Several styles of synthetic rubber orthoses are available that offer more flexible support to the painful joint (Roberts, 2013). Although synthetic rubber or neoprene orthoses are not as rigid or supportive as thermoplastic , many clients appreciate their less restrictive nature. These clients might be required to maintain more flexibility of their hand due to the demands of their work or home activities. The neoprene orthosis shown below has a hand-sewn webspace component that assists in maintaining the thumb in abduction to avoid adduction contracture (Figure 22). Targeted therapeutic exercises are also important in the conservative management of thumb CMC OA; however, it is imperative that therapists do not prescribe exercises that encourage positions of deformity or further joint damage. Gentle and nonresistive AROM exercises to the thumb performed with low repetitions at moderate frequency (e.g., five repetitions each, three to four times a day) are appropriate when the client is not experiencing a flare. Exercises should not be painful and should not cause increased pain, as this can lead to swelling and subsequent stiffness. If tolerated, pain-free isometric strengthening exercises for the opponens pollicis and the abductor pollicis brevis may also be appropriate to help improve thumb CMC stability (Bielefeld & Neumann, 2011). O’Brien and Giveans (2013) outlined a dynamic stability program for the thumb CMC to reduce pain and improve function. Included in the program are exercises and client self-mobilizations to reduce subluxation of the CMC, decrease muscle tightness of the adductor pollicis, and strengthen the first dorsal interosseous muscle (O’Brien & Giveans, 2013). Additionally, clients should be educated on joint protection principles to decrease unneccessary stress on their painful and affected joints. In general, joint protection includes respecting pain, balancing rest and activity, reducing muscular effort, avoiding positions of deformity, and using larger and stronger joints (Beasley, 2011). Therapists are able to analyze the activities of the client and provide education and adaptive devices to help the client integrate these principles into their daily routines.
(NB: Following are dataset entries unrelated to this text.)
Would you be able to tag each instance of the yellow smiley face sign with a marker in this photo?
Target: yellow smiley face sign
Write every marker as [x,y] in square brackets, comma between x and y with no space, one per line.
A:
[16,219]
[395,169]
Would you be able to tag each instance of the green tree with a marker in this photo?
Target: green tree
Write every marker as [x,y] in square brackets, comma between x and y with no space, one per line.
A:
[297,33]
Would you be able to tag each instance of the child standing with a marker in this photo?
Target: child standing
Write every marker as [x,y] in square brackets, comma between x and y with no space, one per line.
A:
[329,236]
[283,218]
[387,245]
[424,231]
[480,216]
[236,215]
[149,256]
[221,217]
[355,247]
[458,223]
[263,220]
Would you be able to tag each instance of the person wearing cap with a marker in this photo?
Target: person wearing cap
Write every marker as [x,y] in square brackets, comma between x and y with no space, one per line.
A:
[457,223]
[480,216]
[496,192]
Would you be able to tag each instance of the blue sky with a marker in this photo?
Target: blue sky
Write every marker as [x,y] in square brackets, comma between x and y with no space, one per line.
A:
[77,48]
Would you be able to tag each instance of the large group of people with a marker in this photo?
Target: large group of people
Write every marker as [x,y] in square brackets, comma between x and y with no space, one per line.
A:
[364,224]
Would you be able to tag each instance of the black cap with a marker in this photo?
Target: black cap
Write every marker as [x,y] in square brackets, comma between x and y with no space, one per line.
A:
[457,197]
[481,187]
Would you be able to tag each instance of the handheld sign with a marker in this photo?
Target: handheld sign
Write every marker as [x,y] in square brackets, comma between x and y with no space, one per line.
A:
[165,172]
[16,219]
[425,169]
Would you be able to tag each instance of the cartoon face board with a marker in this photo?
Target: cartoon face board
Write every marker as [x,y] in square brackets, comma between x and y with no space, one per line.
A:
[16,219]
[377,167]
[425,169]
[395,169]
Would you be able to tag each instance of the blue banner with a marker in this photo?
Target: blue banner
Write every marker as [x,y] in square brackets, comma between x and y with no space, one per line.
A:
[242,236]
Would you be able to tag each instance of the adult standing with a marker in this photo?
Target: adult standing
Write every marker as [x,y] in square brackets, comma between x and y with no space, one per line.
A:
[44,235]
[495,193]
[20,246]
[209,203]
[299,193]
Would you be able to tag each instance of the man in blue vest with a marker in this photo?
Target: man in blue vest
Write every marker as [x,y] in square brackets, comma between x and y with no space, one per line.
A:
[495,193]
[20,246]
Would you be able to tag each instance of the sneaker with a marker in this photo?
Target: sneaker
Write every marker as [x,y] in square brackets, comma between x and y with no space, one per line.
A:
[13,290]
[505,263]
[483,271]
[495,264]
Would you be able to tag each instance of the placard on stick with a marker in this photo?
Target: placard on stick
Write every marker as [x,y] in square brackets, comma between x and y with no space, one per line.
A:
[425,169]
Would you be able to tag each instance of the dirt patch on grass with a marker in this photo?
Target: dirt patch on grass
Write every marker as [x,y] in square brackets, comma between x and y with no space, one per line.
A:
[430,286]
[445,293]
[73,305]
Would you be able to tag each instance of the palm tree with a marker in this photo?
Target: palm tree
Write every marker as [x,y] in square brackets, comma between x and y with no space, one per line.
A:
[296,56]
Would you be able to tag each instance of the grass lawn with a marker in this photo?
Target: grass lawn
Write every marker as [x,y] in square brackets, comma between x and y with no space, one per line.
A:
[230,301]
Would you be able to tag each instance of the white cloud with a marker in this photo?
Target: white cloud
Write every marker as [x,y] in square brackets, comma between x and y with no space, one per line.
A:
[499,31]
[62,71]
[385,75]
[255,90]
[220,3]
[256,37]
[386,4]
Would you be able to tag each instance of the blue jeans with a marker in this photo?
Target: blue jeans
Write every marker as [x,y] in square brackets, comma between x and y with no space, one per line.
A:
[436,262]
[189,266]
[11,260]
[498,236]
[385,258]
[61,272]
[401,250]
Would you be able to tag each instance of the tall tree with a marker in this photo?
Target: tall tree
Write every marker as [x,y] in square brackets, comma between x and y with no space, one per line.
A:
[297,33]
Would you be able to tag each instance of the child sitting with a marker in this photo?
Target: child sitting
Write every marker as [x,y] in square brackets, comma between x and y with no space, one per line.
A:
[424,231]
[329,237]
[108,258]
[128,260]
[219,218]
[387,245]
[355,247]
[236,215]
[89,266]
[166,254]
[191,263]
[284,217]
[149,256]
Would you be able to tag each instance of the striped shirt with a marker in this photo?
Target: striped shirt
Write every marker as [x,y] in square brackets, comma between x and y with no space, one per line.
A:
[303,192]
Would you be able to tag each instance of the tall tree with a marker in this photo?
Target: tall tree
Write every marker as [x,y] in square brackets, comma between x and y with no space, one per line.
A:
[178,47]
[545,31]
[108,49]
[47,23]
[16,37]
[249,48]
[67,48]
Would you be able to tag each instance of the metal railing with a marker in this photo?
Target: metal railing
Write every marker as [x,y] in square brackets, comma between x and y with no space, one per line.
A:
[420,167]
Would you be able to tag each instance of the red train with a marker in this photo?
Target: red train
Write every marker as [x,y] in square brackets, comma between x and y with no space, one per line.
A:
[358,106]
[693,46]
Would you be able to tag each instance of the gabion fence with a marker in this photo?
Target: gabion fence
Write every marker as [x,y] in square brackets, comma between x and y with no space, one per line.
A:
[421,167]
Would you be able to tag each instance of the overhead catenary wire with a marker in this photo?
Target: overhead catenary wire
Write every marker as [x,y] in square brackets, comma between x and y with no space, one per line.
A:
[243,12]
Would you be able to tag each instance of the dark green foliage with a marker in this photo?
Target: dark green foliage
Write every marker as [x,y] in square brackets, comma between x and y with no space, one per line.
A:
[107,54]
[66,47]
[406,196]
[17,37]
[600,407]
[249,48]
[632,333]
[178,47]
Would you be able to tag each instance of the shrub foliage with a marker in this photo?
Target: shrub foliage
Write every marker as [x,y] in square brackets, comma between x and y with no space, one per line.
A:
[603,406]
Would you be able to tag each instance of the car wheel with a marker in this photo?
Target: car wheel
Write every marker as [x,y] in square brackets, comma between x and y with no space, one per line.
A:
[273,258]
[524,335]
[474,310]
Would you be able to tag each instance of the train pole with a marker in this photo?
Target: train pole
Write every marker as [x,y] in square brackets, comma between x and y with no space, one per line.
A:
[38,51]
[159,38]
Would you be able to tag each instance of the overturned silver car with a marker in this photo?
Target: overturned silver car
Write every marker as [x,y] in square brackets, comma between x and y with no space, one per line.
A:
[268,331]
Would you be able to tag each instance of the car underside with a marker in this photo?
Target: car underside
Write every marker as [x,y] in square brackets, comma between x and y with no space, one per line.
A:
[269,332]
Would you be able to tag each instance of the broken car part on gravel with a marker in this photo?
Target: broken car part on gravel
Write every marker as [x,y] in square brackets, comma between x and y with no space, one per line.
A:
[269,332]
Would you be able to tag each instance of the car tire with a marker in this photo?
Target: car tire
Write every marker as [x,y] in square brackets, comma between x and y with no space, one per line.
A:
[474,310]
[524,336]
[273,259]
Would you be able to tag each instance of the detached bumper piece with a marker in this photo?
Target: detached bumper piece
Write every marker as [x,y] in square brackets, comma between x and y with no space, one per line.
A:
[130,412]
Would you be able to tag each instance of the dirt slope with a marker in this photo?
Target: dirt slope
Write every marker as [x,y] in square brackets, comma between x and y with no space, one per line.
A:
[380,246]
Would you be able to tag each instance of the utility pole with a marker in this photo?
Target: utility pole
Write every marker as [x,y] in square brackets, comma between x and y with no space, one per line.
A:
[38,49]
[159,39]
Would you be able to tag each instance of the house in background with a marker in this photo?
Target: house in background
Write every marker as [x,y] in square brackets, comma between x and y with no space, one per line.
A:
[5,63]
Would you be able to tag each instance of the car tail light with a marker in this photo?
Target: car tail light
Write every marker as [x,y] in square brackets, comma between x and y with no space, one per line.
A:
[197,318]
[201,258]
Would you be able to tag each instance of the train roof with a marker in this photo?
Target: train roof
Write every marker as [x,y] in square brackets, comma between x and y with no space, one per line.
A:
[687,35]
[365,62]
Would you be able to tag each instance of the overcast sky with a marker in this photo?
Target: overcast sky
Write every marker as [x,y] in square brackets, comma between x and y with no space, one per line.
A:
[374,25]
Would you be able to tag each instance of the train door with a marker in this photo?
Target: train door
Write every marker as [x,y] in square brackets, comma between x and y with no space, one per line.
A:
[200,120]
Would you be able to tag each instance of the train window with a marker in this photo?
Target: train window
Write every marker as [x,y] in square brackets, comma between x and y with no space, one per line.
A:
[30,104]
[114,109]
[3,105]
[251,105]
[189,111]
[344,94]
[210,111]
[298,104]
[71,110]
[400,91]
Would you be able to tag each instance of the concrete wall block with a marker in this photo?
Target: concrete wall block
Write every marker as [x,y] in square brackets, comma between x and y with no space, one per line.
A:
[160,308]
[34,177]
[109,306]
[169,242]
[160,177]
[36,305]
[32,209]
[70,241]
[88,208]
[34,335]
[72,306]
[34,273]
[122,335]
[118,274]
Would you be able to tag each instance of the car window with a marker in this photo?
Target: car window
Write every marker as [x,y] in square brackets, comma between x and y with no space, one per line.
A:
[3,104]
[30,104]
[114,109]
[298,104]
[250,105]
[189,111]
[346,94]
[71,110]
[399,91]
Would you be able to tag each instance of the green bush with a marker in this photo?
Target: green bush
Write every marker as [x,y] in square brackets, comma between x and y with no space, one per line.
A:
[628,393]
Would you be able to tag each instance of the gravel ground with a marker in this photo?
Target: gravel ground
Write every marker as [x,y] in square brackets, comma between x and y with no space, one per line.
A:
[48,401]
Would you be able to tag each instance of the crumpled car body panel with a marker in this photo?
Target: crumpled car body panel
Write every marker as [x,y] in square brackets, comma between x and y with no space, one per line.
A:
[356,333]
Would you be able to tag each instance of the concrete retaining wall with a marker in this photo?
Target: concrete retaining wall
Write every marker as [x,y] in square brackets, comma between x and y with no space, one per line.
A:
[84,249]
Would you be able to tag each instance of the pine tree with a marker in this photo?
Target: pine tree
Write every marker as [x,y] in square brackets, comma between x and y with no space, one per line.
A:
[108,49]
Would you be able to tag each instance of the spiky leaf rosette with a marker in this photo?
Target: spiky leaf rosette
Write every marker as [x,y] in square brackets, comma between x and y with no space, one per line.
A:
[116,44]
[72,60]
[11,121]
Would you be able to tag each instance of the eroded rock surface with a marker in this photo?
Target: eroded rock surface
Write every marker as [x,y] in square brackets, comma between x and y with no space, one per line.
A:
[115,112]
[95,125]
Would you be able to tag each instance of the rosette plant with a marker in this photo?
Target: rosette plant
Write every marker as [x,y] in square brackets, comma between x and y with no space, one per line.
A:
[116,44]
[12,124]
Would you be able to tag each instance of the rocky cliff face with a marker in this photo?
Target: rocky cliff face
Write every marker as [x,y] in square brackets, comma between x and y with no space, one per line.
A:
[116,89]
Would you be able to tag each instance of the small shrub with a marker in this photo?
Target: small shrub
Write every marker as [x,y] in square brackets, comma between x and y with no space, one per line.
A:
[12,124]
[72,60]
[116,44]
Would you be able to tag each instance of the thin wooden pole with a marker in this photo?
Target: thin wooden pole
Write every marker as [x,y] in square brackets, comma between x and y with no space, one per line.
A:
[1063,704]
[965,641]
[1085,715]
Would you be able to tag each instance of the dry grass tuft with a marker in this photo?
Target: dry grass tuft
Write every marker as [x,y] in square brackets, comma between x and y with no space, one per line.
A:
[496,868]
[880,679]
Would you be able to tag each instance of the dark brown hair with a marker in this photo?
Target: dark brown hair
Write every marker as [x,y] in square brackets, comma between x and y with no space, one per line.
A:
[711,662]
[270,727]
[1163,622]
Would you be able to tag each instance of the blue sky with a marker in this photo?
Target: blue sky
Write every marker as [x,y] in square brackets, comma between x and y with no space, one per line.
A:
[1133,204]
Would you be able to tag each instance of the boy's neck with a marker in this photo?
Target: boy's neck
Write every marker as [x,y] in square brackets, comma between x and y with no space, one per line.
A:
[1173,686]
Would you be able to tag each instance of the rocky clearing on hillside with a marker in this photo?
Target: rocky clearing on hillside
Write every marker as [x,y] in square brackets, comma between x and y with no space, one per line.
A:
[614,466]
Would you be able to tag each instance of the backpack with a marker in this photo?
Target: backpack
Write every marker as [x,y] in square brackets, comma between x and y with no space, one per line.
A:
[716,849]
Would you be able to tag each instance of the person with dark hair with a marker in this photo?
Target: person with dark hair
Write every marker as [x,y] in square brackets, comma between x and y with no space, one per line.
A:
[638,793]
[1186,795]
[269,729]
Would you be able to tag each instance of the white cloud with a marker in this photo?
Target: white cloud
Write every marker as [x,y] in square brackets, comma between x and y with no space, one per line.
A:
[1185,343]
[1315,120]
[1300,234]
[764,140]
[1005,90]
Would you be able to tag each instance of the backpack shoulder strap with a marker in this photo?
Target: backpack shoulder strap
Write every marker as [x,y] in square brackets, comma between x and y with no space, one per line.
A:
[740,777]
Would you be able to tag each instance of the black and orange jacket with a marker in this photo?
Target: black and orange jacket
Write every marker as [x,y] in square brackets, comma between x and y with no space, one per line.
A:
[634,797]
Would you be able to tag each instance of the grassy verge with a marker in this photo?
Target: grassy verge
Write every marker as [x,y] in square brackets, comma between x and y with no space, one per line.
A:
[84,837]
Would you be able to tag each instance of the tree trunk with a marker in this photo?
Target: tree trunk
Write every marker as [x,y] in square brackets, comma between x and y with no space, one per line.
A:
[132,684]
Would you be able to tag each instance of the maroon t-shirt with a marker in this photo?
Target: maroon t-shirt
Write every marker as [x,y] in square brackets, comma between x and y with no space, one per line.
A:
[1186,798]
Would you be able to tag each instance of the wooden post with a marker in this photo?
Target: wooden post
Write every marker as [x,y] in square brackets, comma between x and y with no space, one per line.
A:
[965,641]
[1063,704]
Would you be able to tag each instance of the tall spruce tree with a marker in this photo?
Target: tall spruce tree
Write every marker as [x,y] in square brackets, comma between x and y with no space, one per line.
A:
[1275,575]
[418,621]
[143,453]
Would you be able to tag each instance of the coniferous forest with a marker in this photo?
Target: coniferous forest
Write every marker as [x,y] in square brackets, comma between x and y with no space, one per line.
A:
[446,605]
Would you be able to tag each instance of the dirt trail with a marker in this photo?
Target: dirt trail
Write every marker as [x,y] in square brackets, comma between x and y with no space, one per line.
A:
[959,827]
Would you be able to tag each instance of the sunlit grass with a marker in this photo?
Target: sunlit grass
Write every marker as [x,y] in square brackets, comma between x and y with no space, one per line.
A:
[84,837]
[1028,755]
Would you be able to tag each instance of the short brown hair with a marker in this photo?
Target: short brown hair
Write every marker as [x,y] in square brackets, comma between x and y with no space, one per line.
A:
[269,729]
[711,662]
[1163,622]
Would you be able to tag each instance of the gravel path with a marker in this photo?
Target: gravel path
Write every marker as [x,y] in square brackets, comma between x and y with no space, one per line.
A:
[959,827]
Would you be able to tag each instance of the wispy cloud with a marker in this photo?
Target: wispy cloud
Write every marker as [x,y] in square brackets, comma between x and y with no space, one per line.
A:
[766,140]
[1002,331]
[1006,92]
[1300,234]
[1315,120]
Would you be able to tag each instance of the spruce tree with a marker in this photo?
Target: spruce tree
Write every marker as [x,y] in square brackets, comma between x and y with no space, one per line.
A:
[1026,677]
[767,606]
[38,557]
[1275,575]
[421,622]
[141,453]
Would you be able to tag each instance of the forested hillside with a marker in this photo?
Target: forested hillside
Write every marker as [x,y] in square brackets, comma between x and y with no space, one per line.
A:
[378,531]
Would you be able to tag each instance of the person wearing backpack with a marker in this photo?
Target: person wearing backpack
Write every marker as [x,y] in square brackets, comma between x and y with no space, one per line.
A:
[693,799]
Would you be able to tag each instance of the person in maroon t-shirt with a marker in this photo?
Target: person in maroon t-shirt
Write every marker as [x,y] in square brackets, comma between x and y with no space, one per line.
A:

Figure 21: Forearm-Based Thumb Spica Orthosis
Source: Erin Peterson
Figure 22: Hand-Based Synthetic Rubber Orthosis
Source: Erin Peterson
Surgical management and postsurgical therapeutic intervention Over the years, many surgical approaches to treatment of arthritis of the CMC joint and other hand joints have been tried and discarded, or improved on. Current approaches to OA of the CMC joint include arthroplasty and arthrodesis. Arthroplasty is the reconstruction of a diseased or destroyed joint, and arthrodesis refers to joint fusion in which two (or more) bones that articulate to form the diseased area are connected through either a bone graft or fixation device such as interosseous wiring. Carpometacarpal joint arthroplasty
The most widely used excision and arthroplasty technique for the thumb CMC is the ligament reconstruction tendon interposition (LRTI) procedure. In general, the trapezium is completely removed, and a tendon or partial tendon is harvested from the client and used as a soft tissue interpositional athroplasty, taking the place of the trapezium (Cannon, 2020). Donor tendons include all or part of the flexor carpi radialis (FCR), abductor pollicis longus (APL), or (rarely) the extensor carpi radialis brevis (ECRB; Badia, 2011). Depending on the donor tendons used, clients may have decreased wrist flexion strength or other complications (Duerinckx & Verstreken, 2022). Outcomes are generally good following LRTI procedures, but rehabilitation can be long and painful (Badia, 2011). Due to this, surgeons are continually researching other methods of restoring the thumb CMC joint, including use of prosthetics. Various brands and types of prosthetics can be used for the thumb CMC joint depending on the surgeon’s preference and the needs of the client (Holme et al., 2021). In a systematic review, overall outcomes were good regardless of the type of implant, but researchers discovered failure rates ranged from 2.6% to 19.9% (Holme et al., 2021). Failures included loosening or dislocation of the implant, which necessitated revision, often by performing an LRTI (Badia, 2011; Holme et al., 2021).
While silicone implants are commonly used for PIP joint arthroplasty procedures, they are not recommended for CMC arthroplasty (Lubahn et al., 2011). Due to repeated stress demands placed on the thumb CMC during daily use and the wide range of mobility of the joint, silicone implants often fragment after several years of use, leading to silicone synovitis, which necessitates removal of the implant. Instead, surgeons have utilized multiple excisional techniques for the damaged CMC joint with varying anatomical nuances. In general, excision of the affected bone regardless of the technique has been shown to improve function in most clients (Lubahn et al., 2011). Complications for some clients still exist, however, and surgeons continue to find new options to restore the thumb CMC (Lubahn et al., 2011).